Respiratory Arrest after Postoperative Extubation in a Myasthenic Patient who Received Sugammadex to Reverse Neuromuscular Blockade
Keywords:Myasthenia gravis, Myasthenic crisis, Thymectomy, Sugammadex
Postoperative myasthenic crisis is common after thymectomy; the incidence ranges from 12 to 34%. Several factors are known to predict myasthenic crisis and increased risk necessitating postoperative mechanical ventilation, but incomplete postoperative reversal cannot be prevented perfectly. Sugammadex is a medicine that reverses neuromuscular blockade, and can be used to facilitate the return of spontaneous respiration in myasthenic patients. It was recently reported that myasthenic patients rapidly recovered neuromuscular function when sugammadex was used. An 81-year-old, 49 kg woman diagnosed with myasthenia gravis one month previously was admitted for intravenous immunoglobulin G treatment and thymectomy.

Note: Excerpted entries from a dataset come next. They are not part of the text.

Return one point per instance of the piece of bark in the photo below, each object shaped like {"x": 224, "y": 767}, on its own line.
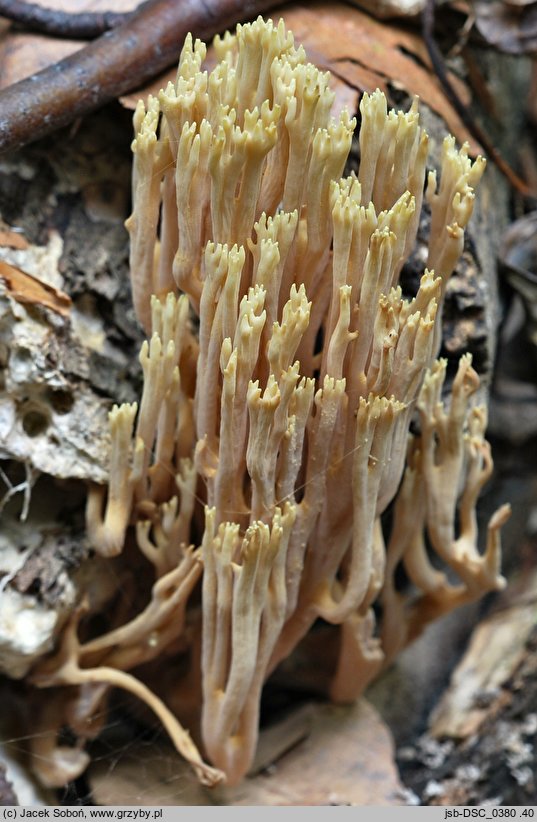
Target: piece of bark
{"x": 481, "y": 747}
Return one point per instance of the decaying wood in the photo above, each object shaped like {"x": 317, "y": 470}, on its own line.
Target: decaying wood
{"x": 82, "y": 26}
{"x": 481, "y": 745}
{"x": 119, "y": 61}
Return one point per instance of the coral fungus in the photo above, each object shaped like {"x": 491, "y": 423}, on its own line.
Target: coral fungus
{"x": 282, "y": 371}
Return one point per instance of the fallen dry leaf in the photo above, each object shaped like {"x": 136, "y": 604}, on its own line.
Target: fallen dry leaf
{"x": 347, "y": 759}
{"x": 24, "y": 288}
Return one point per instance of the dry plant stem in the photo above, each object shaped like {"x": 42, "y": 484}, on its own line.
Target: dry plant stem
{"x": 117, "y": 62}
{"x": 67, "y": 671}
{"x": 83, "y": 26}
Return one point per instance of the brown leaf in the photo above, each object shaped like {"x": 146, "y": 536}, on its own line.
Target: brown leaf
{"x": 24, "y": 288}
{"x": 346, "y": 760}
{"x": 509, "y": 27}
{"x": 23, "y": 54}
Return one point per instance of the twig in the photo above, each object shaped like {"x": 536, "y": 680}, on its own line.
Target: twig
{"x": 119, "y": 61}
{"x": 473, "y": 127}
{"x": 83, "y": 26}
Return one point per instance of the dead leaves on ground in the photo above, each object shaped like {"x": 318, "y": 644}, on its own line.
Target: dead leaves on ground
{"x": 361, "y": 52}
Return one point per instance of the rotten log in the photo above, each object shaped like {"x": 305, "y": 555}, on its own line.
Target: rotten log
{"x": 119, "y": 61}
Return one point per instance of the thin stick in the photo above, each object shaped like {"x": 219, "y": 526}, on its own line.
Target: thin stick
{"x": 117, "y": 62}
{"x": 81, "y": 26}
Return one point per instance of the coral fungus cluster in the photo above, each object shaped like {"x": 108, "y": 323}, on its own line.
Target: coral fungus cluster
{"x": 282, "y": 372}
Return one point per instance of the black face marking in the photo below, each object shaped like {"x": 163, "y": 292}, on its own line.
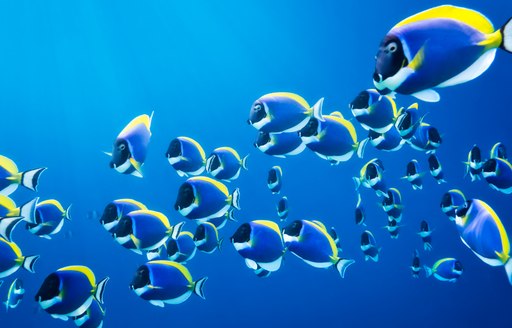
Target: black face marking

After thymectomy the patient suffered a myasthenic crisis and respiratory arrest, despite administration of sugammadex to reverse the neuromuscular blockade.
This case suggests that more careful and strict evaluation and management should be conducted perioperatively in myasthenic patients, and that the recovery time (time to obtain a train-of-four [TOF] value > 0.9) and spontaneous breathing trial results should be obtained to accurately predict the success of spontaneous breathing.